A clothing company wants to see plastic bottles out of landfills and on to the runway.
ReThink Fabrics is a branded manufacturer of t-shirts and apparel produced with recycled PET bottles. The company's signature line of t-shirts is made from 100% post-consumer recycled polyester RPET fabric.
The Seattle, WA-based company was started in 2008 by a group of apparel industry veterans with more than 30 years experience in the outdoor market.
Anne Sodemann, CEO of ReThink Fabrics, told PlasticsToday with the advancing technology in the plastics recycling arena, it was a natural step to use it as material for clothing. In addition, RPET polyester fabric has a 75% lower carbon footprint than virgin polyester.
"What was appealing was the message about what you can do with a material that some perceive as waste, and turn it into a valuable resource," she said. "Instead of throwing plastic bottles into a landfill, why not make it into a t-shirt?"
RPET is collected, cleaned, smashed, melted, polymerized, and finally spun into yarn—and ultimately into the ReThink fabric and products. The products are all certified and traceable and adhere to manufacturing and social compliance standards. All of the t-shirts display a bottle count that show the number of plastic bottles used in each product.
Sodemann said some consumers are shocked to find out the t-shirts made from recycled plastic bottles are just as soft, if not softer, as virgin polyester t-shirts.
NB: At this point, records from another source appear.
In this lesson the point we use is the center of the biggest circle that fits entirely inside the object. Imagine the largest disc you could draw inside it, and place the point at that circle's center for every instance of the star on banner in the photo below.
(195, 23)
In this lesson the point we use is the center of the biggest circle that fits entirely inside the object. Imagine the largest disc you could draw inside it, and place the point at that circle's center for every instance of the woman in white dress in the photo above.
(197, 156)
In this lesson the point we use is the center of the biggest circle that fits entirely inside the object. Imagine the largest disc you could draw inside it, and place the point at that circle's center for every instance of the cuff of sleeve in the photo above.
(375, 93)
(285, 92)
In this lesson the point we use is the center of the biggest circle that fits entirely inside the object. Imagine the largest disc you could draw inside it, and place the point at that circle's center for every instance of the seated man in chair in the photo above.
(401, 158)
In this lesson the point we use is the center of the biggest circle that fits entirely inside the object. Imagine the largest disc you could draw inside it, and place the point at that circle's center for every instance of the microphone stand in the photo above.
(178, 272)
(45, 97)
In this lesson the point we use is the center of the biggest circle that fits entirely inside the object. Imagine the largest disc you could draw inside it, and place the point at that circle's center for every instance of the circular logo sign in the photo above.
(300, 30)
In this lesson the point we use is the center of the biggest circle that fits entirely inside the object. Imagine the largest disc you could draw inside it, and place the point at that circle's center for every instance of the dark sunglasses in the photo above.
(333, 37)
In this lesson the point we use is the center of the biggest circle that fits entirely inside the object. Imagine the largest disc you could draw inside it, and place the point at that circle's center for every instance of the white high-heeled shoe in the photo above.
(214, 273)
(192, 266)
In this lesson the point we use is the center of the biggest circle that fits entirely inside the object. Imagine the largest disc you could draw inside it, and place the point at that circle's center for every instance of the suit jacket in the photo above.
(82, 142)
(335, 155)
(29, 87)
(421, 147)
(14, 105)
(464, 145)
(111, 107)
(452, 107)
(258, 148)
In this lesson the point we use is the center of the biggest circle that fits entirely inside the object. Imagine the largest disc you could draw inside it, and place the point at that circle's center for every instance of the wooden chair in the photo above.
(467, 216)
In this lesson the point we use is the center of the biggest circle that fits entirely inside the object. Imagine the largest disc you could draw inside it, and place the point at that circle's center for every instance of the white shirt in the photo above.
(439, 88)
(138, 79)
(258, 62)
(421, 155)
"It is still pretty amazing how many people don't know the possibilities behind plastics as resource when it comes to apparel," Sodemann said. "They instantly think it must be scratchy and uncomfortable to wear. It's just one of those things you have to feel and experience to believe and it's just mind-blowing."
The ReThink t-shirt has found a positive reception in the fashion industry and with consumers, along with celebrity supporters including musicians such as the Black Eyed Peas, Sodemann said.
Producing t-shirts made out of plastic bottles is just one step. ReThink is currently developing a program with national retailers to collect the plastic bottle t-shirts and recycle them into new t-shirts.
"That way our t-shirts never have to go to the landfill," she said. "It is basically a cradle-to-cradle approach, and hopefully it will be up and running next year."
Sodemann said she hopes plastic manufacturers continue to look for ways to produce products with less impact on the environment.
"There's a lot to be said on how you can design the packaging, so that it becomes more resourceful," she said. "I hope the plastic industry continues to look at how it can improve to make plastic with an even more useful end-of-life."